The results show a negative relationship between industrial regulation and tax disclosure by companies. The research used the type of industry to assess whether industries with a high level of regulation increase corporate tax disclosure. The study showed a unique result, in which companies in industries with a high level of regulation disclosed less tax information than companies in industries that did not have high regulation. This could be because the industry regulations are not related to the disclosure of tax information. The company then focuses on fulfilling its obligations concerning specific regulations that do not include tax information. Leuz and Wysocki (2016) stated that regulation is no longer needed when the perceived benefits to the company of making disclosures exceed the costs required to complete the disclosures. It costs a lot of money to comply with strict industrial regulations, so there is a possibility that the disclosure of tax information will not provide more significant benefits than the costs incurred by the industry to make the disclosures. The research of Duarte, Kong, Siegel, and Young (2014) found different results if management tends to avoid disclosure obligations when the authorised regulatory institutions are weak in tackling violations. Thus, strict industrial regulations should increase the disclosure of information by management, especially that related to taxes. In addition, Spasić and Denčić-Mihajlov (2014) found that improving the quality of disclosure as a form of transparency is still very diverse and highly dependent on regulations and governing laws.
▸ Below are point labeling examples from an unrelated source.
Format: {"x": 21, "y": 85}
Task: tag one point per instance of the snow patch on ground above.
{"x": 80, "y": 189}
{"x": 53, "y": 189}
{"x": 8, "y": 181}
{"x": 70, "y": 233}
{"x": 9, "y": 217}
Finally, the results of the study indicate that there is a positive relationship between tax amnesty and tax disclosure by companies. The research included determining whether the company participated in the tax amnesty programme or not. Participation in the tax amnesty programme is considered part of the company's transparency in fully disclosing its assets. This results in the study’s fourth hypothesis being accepted when companies that participate in the programme no longer have problems disclosing all their tax information. Pratama (2017) also stated that public participation in the tax amnesty programme shows a willingness to create transparency, a form of which is the disclosure of tax information. Participation in the tax amnesty programme is not without risk since it indicates that there has been non-compliance in the past. Some companies prefer not to explicitly disclose information on the grounds of materiality (Pratama, 2017; Siahaan & Martani, 2020).

6. Conclusion

This research allows several conclusions to be drawn. First, the lower the corporate tax avoidance, the higher the tax disclosure in financial statements. Second, a company's good corporate governance activities can increase the disclosure of tax information. Third, well-regulated industries have lower tax disclosure levels than companies that are less highly regulated. Fourth, companies that participate in the tax amnesty programme are more transparent in carrying out their tax obligations; thus, these companies do not encounter obstacles in disclosing tax information.

These conclusions suggest recommendations for several parties. For the government, the suggestion put forward by the authors is to reassess the current tax disclosure regulations to maximise the supply of tax information to users. Tax information can assist the government's supervision of taxpayers in fulfilling their tax obligations and help the public supervise the government in managing these funds, the output generated from the obligations fulfilled by taxpayers. For the Financial Accounting Standards Board (FASB), the recommendation is to re-evaluate the need for standards governing the disclosure of tax information in financial statements. These standards may include rules for determining tax information in financial statements, tax information through additional disclosure and other standards that make it easier for users of financial statements to access corporate tax information.